Category: 630125-91-6

630125-91-6, 4-((4-Ethylpiperazin-1-yl)methyl)-3-(trifluoromethyl)aniline is a piperazines compound, ?involved in a variety of chemical synthesis. Rlated chemical reaction is continuously updated,630125-91-6

Into a solution of 4-(4-Ethyl-piperazin-1-ylmethyl)-3-trifluoromethyl- phenylamine (3.0 g, 1.04 mmol, 1.0 eq. ) in dichloromethane (5.2 ml) was added diisopropylethyl amine,(2.00 ml, 1.14 mmol, 1.1 eq.). The solution was cooled to 0 C, after which 4-Methyl-3-nitrobenzoylchloride (2.13 g, 1.07 mmol, 1.03 eq. ) was added in portions into the reaction mixture which was further equilibrated for 30 minutes. The reaction mixture was then partitioned between dichloromethane and saturated sodium carbonate solution.
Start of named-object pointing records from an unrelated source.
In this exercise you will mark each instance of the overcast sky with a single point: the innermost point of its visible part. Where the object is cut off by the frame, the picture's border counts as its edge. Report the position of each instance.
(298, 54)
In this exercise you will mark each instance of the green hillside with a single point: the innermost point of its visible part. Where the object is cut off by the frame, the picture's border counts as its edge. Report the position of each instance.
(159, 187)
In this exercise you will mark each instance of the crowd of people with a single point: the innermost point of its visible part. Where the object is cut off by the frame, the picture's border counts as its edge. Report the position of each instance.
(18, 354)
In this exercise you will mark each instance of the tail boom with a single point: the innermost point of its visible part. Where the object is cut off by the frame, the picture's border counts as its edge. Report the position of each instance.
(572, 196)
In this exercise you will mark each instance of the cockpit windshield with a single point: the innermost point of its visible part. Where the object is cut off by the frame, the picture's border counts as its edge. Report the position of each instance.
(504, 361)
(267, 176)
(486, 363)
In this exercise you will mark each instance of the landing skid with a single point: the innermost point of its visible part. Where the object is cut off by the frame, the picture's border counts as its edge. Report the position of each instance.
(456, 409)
The organic layer was separated and the aqueous layer was extracted with dichloromethane. The combined organic extracts were washed with water, brine, dried over Na2S04, filtered and concentrated to afford the desired product (4.58 g, 98%). The desired compound was used in the next step without further purification.

The synthetic route of 630125-91-6 has been constantly updated, and we look forward to future research findings.

Reference：
Patent; IRM LLC; WO2005/123719; (2005); A1;,
Piperazine – Wikipedia
Piperazines – an overview | ScienceDirect Topics

With the rapid development and complex challenges of chemical substances, new drug synthesis pathways are usually the most effective.630125-91-6,4-((4-Ethylpiperazin-1-yl)methyl)-3-(trifluoromethyl)aniline,as a common compound, the synthetic route is as follows.

630125-91-6, Example 69 Preparation of ethyl6-(3-(3-(4-((4-ethylpiperazin-1-yl)methyl)-3-(trifluoromethyl)phenyl)ureido)phenyl)-1H-indazole-3-carboxylate To a stirred solution of 4-((4-ethylpiperazin-1-yl)methyl)-3-(trifluoromethyl)benzeneamine (30.6 mg) in 1,4-dioxane (1 Ml), was added 4-nitrophenylchloroformate (21.6 mg) at room temperature. After 60 C. at 1 h, them mixture was cooled to rt and ethyl 6-(3-aminophenyl)-1H-indazole-3-carboxylate (30 mg) was added. The mixture was stirred at 90 C. for 12 h. Ethyl acetate and water were added and the aqueous layer was extracted with ethyl acetate three times. The combined organic layer was dried over magnesium sulfate and concentrated under reduced pressure. The residue was triturated in ethyl acetate/hexane to give 6-(3-(3-(4-((4-ethylpiperazin-1-yl)methyl)-3-(trifluoromethyl)phenyl)ureido)phenyl)-1H-indazole-3-carboxylate (16.2 mg). 1H NMR (400 MHz, DMSO-d6) delta13.98 (s, 1H), 9.09 (s, 1H), 8.93 (s, 1H), 8.15 (8.4 Hz, 1H), 7.99 (s, 1H), 7.93 (s, 1H), 7.81 (s, 1H), 7.62 (m, 3H), 7.43 (br d, J=4.4 Hz, 2H), 7.28 (m, 1H), 4.41 (q, J=7.2 Hz, 2H), 3.54 (s, 2H), 2.49 (m, 10H), 1.39 (t, J=7.2 Hz, 3H).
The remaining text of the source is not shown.